The deputy sees a flying saucer land while staring out the window of the sheriff's office, and sees the two occupants approach. The aliens look perfectly human, and are dressed in ordinary business suits. The deputy notes, "I would have thought they were city fellows if I hadn't seen the flying saucer land in the scrub." Cameron is too busy working on his taxes to notice the landing.

The aliens enter and explain to Cameron that they have chosen to make first contact with humanity in Twin Gulch because it is isolated and peaceful, and that they have chosen Cameron to make first contact with because he is the local leader. "We come from the watery place your people call Venus." They want Cameron's help contacting the leaders of the United States of America.

This sets Cameron off. He storms at them, calls them wise-guy jerks, and threatens to lock them up for disturbing the peace. He finishes by saying, "Get the hell out of here and back to wherever you're from and don't ever come back. I don't want to see you and no one else around here does."
The alien can tell that Cameron is serious, so he says that he will leave, and see to it that nobody ever returns and that Cameron's people will never have to leave.
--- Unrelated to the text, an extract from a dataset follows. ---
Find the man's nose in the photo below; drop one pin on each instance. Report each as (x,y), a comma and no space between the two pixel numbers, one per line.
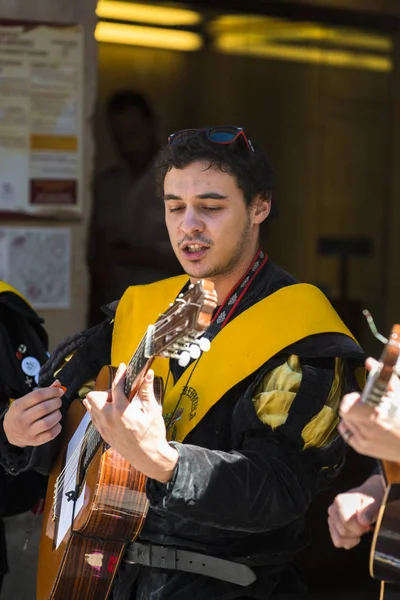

The deputy can tell that he means it, and that humanity will be fenced in on Earth forever.

After the aliens leave, the outraged deputy drags Cameron over to the window and makes him watch as the flying saucer takes off. He asks why Cameron sent them away. When Cameron says he thought they were just foreigners, the deputy reminds him that they said they were from Venus. Cameron responds, "Venus! When they talked about the watery place, I thought they meant Venice!"